Sydney - Jorge Ferreira da Rocha faz sua estréia em Olimpíadas oito dias após completar 55 anos. Rocha é o atleta brasileiro mais velho a fazer sua primeira participação nos jogos.
Ele, que compete na madrugada desta terça-feira nas provas de adestramento da Olimpíada de Sydney, nasceu para quebrar tabus. De família humilde, teve de superar uma doença na infância que o obrigou a crescer em centros de tratamento de câncer infantil. Superada a doença, trabalhou e estudou até se formar em medicina, depois se tornou um dos maiores empresários do ramo. Não satisfeito, resolveu aprender a montar em uma idade na qual muitos cavaleiros começam a pensar em encerrar a carreira. Na Olimpíada de Sydney é o atleta mais velho e ao mesmo tempo estreante em uma modalidade do hipismo na qual o Brasil não tinha representante há 28 anos.
"Passei minha infância em hospitais", conta Jorge, que não gosta de falar do assunto.

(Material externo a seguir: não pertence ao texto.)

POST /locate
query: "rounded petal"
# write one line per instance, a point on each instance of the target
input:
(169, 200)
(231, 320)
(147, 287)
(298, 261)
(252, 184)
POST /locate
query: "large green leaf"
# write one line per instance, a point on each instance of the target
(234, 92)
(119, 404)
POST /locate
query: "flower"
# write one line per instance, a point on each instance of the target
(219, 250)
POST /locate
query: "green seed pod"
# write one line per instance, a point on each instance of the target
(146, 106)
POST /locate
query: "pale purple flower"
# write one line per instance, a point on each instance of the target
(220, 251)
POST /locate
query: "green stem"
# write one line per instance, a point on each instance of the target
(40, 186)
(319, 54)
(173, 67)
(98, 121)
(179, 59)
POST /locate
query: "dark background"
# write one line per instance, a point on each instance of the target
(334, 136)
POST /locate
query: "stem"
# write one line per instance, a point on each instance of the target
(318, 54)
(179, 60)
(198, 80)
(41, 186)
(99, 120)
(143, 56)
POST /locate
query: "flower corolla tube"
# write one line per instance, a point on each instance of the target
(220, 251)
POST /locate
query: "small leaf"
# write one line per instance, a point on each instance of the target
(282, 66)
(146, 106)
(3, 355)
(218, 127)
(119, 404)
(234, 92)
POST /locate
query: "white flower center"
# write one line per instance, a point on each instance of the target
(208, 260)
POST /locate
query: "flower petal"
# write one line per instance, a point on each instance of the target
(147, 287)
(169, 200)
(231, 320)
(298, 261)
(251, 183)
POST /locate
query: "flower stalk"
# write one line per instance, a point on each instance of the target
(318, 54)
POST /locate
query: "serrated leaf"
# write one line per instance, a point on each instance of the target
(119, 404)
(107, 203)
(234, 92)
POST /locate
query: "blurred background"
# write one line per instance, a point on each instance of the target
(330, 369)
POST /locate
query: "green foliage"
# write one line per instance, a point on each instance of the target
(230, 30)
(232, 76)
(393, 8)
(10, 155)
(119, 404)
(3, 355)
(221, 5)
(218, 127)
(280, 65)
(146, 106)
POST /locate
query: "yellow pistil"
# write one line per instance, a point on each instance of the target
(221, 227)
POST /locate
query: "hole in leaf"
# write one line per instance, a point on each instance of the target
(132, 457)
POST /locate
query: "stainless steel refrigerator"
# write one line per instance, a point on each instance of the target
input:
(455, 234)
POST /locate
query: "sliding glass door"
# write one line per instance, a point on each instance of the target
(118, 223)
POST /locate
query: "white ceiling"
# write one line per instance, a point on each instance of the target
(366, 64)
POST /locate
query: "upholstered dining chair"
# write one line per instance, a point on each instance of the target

Segundo ele, até os 12 anos, seu corpo possuía vários gânglios e nenhum médico descobria a origem do problema. "Pensaram que era alguma espécie de câncer, por isso passei muitos anos em centros de oncologia." O problema, segundo ele, sumiu tão misteriosamente quanto apareceu, quando ele tinha 12 anos. "Acho que foi por isso que resolvi ser médico." Antes disso, Jorge tentou ser atleta. Carioca de nascimento, chegou a jogar nas categorias de base do Fluminense. "Mas como eu era filho único, meus pais acharam melhor eu estudar e eu acabei abandonando o futebol", conta. O sonho adolescente de ser atleta só voltou a ser realidade quando Jorge já havia se estabelecido como empresário da área de atendimento médico, aos 47 anos.
Foi em 1993 que Jorge resolveu realizar o sonho de aprender a montar. De cavaleiros experientes, recebeu o conselho para desistir, porque o hipismo era um esporte para ser praticado a partir da infância. Determinado, Jorge não deu ouvidos e continuou. Logo se interessou pelo adestramento, que considera "a ginástica artística do hipismo", por causa da precisão exigida nos movimentos do cavalo. Comprou uma boa montaria e passou a se dedicar aos treinos.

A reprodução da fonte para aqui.